In this study a metabarcoding approach using nanopore sequencing to genotype HEV and norovirus GII present in wastewater samples was successfully developed and applied. This could have several advantages for the sequencing of samples with low viral concentration in future studies (e.g. shellfish samples), and the use of the ONT platform for this method could enable greater portability and scalability of HEV and norovirus GII sequencing, as well as improving affordability over other sequencing platforms.

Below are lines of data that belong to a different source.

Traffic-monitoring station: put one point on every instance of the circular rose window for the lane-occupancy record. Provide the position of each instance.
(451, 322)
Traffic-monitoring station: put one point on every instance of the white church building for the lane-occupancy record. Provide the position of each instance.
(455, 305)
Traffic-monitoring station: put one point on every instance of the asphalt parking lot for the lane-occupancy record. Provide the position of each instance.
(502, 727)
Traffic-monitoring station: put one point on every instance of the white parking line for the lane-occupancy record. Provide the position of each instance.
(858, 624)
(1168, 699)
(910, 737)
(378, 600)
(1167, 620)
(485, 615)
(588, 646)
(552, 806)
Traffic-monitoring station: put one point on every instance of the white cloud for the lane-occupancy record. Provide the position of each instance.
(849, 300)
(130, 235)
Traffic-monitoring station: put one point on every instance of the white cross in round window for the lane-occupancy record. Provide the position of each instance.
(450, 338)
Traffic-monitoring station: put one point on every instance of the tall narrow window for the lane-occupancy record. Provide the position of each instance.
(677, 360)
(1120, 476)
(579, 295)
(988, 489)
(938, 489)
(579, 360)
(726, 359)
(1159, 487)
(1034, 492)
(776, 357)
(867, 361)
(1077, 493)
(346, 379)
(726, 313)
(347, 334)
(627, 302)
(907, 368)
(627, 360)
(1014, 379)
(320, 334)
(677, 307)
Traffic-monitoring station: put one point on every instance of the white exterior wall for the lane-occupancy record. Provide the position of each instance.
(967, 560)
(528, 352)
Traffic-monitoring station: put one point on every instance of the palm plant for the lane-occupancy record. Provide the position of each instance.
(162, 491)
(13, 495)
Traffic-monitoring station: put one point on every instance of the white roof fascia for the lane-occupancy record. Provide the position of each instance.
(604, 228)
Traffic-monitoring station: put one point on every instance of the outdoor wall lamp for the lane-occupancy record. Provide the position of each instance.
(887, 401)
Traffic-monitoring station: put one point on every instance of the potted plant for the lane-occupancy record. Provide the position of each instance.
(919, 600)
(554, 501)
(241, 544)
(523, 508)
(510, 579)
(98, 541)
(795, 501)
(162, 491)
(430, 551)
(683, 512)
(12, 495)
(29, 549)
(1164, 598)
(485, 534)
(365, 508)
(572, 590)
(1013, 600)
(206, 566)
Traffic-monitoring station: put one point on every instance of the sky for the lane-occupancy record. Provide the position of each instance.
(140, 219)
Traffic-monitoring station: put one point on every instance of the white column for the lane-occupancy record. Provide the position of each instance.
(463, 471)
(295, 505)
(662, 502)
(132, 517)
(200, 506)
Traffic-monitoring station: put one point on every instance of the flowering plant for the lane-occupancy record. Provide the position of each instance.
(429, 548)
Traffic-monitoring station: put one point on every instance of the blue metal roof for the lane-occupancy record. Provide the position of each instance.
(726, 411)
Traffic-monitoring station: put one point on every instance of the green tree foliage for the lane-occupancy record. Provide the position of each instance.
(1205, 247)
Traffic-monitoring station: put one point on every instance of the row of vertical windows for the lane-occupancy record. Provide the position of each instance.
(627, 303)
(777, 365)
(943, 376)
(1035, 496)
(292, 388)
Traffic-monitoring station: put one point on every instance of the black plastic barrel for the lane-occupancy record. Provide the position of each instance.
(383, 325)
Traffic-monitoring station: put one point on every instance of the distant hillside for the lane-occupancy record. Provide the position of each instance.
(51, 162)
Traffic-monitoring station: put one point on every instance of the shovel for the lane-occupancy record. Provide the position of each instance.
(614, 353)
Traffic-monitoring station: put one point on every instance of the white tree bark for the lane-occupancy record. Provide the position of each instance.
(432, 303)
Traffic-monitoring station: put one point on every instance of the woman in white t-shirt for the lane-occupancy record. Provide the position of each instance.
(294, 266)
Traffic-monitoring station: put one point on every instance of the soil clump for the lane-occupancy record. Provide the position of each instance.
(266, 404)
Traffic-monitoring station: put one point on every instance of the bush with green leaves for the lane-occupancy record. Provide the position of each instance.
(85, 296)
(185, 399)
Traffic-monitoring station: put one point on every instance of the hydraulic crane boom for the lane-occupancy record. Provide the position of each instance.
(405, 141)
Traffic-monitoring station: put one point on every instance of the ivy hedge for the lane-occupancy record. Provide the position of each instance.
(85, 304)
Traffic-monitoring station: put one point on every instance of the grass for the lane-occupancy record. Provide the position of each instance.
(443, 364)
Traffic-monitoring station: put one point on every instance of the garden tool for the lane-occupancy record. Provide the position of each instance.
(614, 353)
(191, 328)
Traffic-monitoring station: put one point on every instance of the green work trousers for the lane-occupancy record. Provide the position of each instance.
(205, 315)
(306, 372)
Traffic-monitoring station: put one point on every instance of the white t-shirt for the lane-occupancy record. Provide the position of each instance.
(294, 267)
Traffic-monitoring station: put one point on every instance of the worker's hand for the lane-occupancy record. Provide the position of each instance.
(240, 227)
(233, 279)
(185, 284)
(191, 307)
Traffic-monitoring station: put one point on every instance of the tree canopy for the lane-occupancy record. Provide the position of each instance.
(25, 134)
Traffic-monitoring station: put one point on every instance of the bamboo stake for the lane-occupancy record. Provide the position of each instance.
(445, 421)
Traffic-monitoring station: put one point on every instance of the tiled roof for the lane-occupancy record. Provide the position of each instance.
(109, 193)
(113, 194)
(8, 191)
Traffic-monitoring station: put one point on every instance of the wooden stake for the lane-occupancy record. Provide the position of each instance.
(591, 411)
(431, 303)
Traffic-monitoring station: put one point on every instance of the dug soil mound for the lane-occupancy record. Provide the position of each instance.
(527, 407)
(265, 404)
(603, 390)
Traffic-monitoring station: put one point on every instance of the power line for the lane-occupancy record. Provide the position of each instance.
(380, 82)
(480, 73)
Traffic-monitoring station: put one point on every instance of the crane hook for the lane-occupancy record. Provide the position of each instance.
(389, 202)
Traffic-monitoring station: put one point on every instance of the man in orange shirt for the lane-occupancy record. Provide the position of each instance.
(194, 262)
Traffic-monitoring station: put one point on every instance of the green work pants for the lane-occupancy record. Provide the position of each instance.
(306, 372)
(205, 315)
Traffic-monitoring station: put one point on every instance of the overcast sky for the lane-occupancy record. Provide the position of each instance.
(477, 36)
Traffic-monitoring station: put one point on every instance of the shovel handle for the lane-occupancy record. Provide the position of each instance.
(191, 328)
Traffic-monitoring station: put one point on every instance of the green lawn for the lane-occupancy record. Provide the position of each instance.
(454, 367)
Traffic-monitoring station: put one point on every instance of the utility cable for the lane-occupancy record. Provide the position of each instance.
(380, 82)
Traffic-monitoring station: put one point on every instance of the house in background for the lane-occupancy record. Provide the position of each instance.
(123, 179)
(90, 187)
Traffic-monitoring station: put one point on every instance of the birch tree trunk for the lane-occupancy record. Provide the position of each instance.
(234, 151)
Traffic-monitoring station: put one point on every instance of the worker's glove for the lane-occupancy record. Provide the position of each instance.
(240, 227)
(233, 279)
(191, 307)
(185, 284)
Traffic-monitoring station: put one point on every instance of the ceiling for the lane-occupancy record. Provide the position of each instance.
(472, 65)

The study has shown that HEV is present in wastewater in southern England and therefore that contamination of the aquatic environment with HEV could occur relatively frequently. It has also shown that many different genotypes of norovirus GII circulate simultaneously in wastewater, and that national surveillance of clinical norovirus cases may not be fully representative of all circulating genotypes within the population.